Job Description
Job responsibilities
- Design, develop, and maintain robust data pipelines and ETL processes to ingest, process, and store large volumes of data from various sources.
- Collaborate with data scientists, analysts, and other stakeholders to understand data requirements and deliver solutions that meet business needs.
- Optimize and improve existing data systems for performance, scalability, and reliability.
- Implement data quality checks and validation processes to ensure data accuracy and integrity.
- Monitor and troubleshoot data pipeline issues, ensuring timely resolution and minimal disruption.
- Stay up-to-date with industry trends and best practices in data engineering and incorporate them into our processes.
Required qualifications, capabilities, and skills
- Formal training or certification on software engineering concepts and 5+ years of applied experience
- Proven experience as a Data Engineer or in a similar role.

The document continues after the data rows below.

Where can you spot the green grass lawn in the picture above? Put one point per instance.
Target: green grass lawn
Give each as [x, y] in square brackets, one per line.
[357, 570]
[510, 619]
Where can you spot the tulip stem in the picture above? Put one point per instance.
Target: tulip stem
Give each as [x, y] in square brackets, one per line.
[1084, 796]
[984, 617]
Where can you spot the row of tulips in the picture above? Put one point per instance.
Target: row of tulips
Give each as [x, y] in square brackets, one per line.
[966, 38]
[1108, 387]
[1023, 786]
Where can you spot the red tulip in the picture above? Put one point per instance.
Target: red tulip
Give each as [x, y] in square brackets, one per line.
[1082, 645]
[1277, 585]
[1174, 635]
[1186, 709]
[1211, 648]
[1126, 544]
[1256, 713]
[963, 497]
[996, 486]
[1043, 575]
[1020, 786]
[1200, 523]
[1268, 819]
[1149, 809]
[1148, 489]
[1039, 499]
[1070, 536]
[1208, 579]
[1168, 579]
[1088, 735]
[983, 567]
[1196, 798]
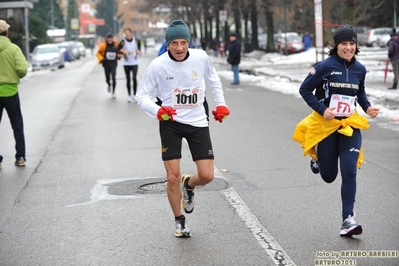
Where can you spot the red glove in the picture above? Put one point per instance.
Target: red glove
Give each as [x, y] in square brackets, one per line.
[165, 113]
[220, 113]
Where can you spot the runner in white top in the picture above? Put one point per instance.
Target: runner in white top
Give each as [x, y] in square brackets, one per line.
[177, 78]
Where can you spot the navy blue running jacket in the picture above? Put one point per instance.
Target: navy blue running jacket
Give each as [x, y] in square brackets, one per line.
[334, 75]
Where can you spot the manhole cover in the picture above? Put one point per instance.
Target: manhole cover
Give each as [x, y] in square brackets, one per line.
[146, 186]
[154, 186]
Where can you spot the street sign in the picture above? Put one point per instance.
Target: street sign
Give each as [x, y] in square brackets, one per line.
[222, 15]
[74, 23]
[85, 8]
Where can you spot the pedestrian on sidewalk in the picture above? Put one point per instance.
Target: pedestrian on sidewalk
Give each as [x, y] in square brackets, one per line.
[393, 55]
[131, 50]
[234, 57]
[177, 78]
[332, 89]
[13, 67]
[108, 54]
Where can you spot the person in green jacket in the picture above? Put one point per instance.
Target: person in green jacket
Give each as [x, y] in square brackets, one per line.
[13, 67]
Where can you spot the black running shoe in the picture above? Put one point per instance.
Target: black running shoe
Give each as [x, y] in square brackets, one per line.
[350, 227]
[314, 166]
[188, 196]
[181, 228]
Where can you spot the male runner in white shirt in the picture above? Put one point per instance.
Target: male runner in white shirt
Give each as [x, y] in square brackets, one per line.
[177, 78]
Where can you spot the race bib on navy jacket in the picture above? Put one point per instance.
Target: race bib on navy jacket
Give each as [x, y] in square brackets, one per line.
[110, 55]
[334, 76]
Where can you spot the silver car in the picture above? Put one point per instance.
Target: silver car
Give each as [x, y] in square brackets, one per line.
[47, 56]
[81, 49]
[378, 37]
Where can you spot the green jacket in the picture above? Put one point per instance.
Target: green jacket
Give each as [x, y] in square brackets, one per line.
[13, 67]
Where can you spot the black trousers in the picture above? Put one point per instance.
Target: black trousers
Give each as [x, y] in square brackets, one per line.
[132, 69]
[110, 72]
[13, 108]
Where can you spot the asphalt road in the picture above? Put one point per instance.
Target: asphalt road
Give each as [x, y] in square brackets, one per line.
[78, 201]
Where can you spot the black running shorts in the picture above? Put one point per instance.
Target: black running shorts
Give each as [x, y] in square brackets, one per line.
[198, 139]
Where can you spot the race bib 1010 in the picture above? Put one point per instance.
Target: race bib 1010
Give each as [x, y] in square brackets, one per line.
[185, 98]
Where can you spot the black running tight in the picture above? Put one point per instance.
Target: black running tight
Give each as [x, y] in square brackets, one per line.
[132, 69]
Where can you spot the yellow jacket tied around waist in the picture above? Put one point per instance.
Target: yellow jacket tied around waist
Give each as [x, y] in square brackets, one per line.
[314, 128]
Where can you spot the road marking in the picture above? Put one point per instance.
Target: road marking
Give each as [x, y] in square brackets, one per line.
[268, 243]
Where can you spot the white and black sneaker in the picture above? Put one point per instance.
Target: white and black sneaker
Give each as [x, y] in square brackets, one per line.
[314, 166]
[181, 227]
[187, 201]
[350, 227]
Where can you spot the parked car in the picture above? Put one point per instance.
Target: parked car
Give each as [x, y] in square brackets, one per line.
[150, 42]
[81, 49]
[65, 50]
[73, 48]
[289, 42]
[362, 34]
[47, 56]
[378, 37]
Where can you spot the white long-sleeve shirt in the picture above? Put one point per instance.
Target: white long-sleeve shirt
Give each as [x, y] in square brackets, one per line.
[180, 85]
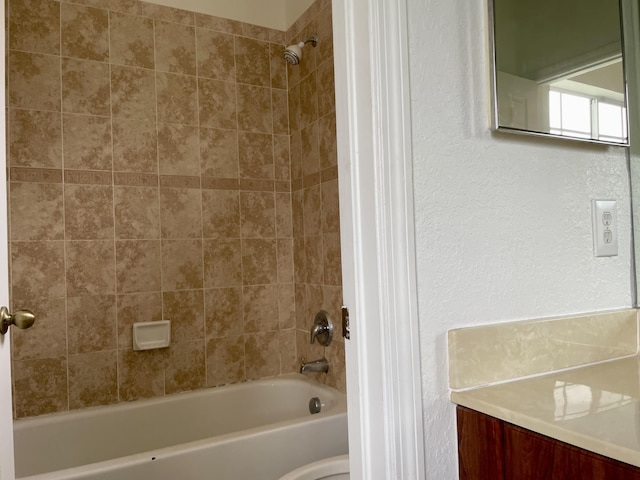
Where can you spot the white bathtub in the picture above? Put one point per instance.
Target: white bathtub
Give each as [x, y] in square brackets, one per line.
[257, 430]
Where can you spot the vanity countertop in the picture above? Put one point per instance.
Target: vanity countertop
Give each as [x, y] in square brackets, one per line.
[595, 407]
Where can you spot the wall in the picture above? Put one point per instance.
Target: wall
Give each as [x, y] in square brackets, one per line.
[503, 226]
[314, 173]
[150, 178]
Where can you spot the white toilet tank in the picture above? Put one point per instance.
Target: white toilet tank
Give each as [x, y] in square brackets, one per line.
[332, 468]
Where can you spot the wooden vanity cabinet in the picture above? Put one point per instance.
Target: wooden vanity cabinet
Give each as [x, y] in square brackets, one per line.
[491, 449]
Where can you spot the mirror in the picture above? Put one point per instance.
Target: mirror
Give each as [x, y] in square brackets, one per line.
[558, 69]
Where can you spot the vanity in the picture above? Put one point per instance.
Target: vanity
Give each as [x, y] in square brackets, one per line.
[552, 399]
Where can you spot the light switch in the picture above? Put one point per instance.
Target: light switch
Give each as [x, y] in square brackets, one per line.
[605, 228]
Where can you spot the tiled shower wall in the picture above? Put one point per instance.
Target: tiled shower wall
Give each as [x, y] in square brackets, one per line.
[150, 178]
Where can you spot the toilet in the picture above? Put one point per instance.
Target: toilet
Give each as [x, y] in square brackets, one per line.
[332, 468]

- Strong proficiency in SQL and experience with relational databases (e.g., MySQL, PostgreSQL).
- Experience with big data technologies (e.g., Hadoop, Spark) and cloud platforms, particularly AWS.
- Proficiency in programming languages such as Python, Java, or Scala.
- Familiarity with data warehousing solutions, especially Snowflake, and ETL tools.
- Experience with infrastructure as code tools, particularly Terraform.
- Experience with Airflows or AWS MWAA.
- Experience with containerization and orchestration tools, especially Kubernetes.
- Proficiency with AWS services such as EKS (Elastic Kubernetes Service), EMR (Elastic MapReduce), Lambda, DynamoDb, and ECS (Elastic Container Service).
- Excellent problem-solving skills and attention to detail.
Preferred qualifications, capabilities, and skills
- Experience with Python, Java, Scala, AWS MWAA
- Knowledge of Hadoop, AWS, Terraform concepts and frameworks.
- Bachelor's degree in Computer Science, Engineering, or a related field.